Issues when use Radius Server for authentication

10/14/2021 422 People found this article helpful 490,134 Views

Description

Troubleshooting issues with Radius Server for authentication for users. This article aims to show you how to use the Radius testing tool to troubleshoot the Radius configuration issues.

Resolution

Resolution for SonicOS 6.5

This release includes significant user interface changes and many new features that are different from the SonicOS 6.2 and earlier firmware. The below resolution is for customers using SonicOS 6.5 firmware.

The RADIUS Server troubleshooting can be done by navigating to Manage | System Setup | Users | Settings | Configure Radius and from the Test tab. As can be seen, it offers one to test.

basic connectivity with the RADIUS server (e.g, UDP 1812).
authenticate a user by LDAP username and password.

This article discusses the troubleshooting for the common errors one receives in the Test .

Radius Server Timeout Error

SonicWall firewall communicates with the RADIUS server using UDP 1812, unless one has configured the RADIUS server with custom ports. Basic steps in troubleshooting Server timeout involve verifying the connection parameters as summarized below.

Verify IP address of RADIUS host and port numbers on the SonicWall firewall by navigating to Manage | System Setup | Users | Settings | Configure Radius.
Verify the IP address of the SonicWall firewall, the RADIUS Client, and port numbers for communication as configured on the RADIUS server.
Following are examples shown from a Microsoft Network Policy Server (NPS), which is a server role that has been set up on Windows server 2012R2 lab. The NPS control panel on a Windows server can be accessed in one of the three options as summarized below. Windows Key+R and nps.msc, Administrative Tools in Control Panel or server Tools on the Server Manager.
The most common cause of Server Time out or Communication errors may be related to improper port numbers and/or IP address of the SonicWall firewall. The port number information can be reviewed by right-click and selecting Properties. As summarized below, the authentication must match with the port number configured on the firewall, e.g., 1812 (UDP).
The IP address of the SonicWall firewall can be reviewed from the Properties of the RADIUS client. The IP address must match with that of the firewall ( EXAMPLE: 192.168.168.168). While you are in this window, it is a good idea also to check the Shared secret. This is used for encrypting communication between the RADIUS server and Client.

RADIUS communication error

Please review the Shared Secret as configured on the firewall and on the RADIUS server as explained above.

RADIUS Client Authentication Failed

The first step to troubleshoot the client authentication is to test the LDAP server for the credentials. The next step is to review the Network Policy used, e.,g., pluto-vpn in the following example. It is a good idea to use a Client Friendly Name in the Conditions tab. The name used here matches that configured for the RADIUS Client, e.g., SonicWall.
The following diagram compiles the outcomes of troubleshooting that was based on the above discussion.

How to test

When everything above configured correctly, you can do the test again. The result should be successful.

Resolution for SonicOS 6.2 and Below

The below resolution is for customers using SonicOS 6.2 and earlier firmware. For firewalls that are generation 6 and newer we suggest to upgrade to the latest general release of SonicOS 6.5 firmware.

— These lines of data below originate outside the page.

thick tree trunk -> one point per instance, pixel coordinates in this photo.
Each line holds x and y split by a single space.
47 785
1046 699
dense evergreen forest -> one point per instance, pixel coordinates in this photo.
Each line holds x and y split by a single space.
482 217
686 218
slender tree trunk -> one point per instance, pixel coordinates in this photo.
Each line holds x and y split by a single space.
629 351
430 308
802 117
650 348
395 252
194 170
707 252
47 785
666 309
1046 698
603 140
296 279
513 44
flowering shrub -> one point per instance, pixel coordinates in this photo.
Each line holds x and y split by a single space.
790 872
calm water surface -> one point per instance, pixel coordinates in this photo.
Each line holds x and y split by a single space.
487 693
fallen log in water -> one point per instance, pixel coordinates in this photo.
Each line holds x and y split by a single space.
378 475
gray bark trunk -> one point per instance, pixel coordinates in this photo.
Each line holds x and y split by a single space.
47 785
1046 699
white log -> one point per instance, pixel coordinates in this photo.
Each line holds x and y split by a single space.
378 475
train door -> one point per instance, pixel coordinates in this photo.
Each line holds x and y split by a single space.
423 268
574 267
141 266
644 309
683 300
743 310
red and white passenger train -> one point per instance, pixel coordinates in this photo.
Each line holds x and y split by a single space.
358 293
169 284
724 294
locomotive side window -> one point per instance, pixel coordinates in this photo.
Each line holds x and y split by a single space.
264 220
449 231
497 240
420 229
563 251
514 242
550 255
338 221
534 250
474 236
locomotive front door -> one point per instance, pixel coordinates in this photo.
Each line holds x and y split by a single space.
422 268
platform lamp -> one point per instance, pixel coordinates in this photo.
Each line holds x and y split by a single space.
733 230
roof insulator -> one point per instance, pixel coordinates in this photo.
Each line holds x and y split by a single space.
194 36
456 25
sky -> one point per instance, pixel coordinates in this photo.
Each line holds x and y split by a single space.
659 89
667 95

NOTE: In this scenario, 192.168.136.168 as Radius Client has been added on the Radius server 192.168.136.66.

When doing troubleshooting, navigate to Users | Settings page. You can use Radius testing tool here.

Navigate to Configure Radius | Settings | Input the IP Address, Shared Secret and Port Number of your Radius server.
|
Click tab Test, Input User name , Password and Authentication type | Click Test.

Server Response: Server Timeout Error

On SonicWall, please double check the IP Address, Port number of your Radius server.
On Radius server (Windows 2008 NPS), please check the default Ports and Radius Client settings and also ensure the Radius server is available on the firewall.
You can click Right Click NPS | Select Properties | Click tab Ports to check the authentication port.
Click RADIUS Clients and Servers | RADIUS Clients to check the client setting. 192.168.136.168 ( X3 interface IP address of SonicWall) is correct.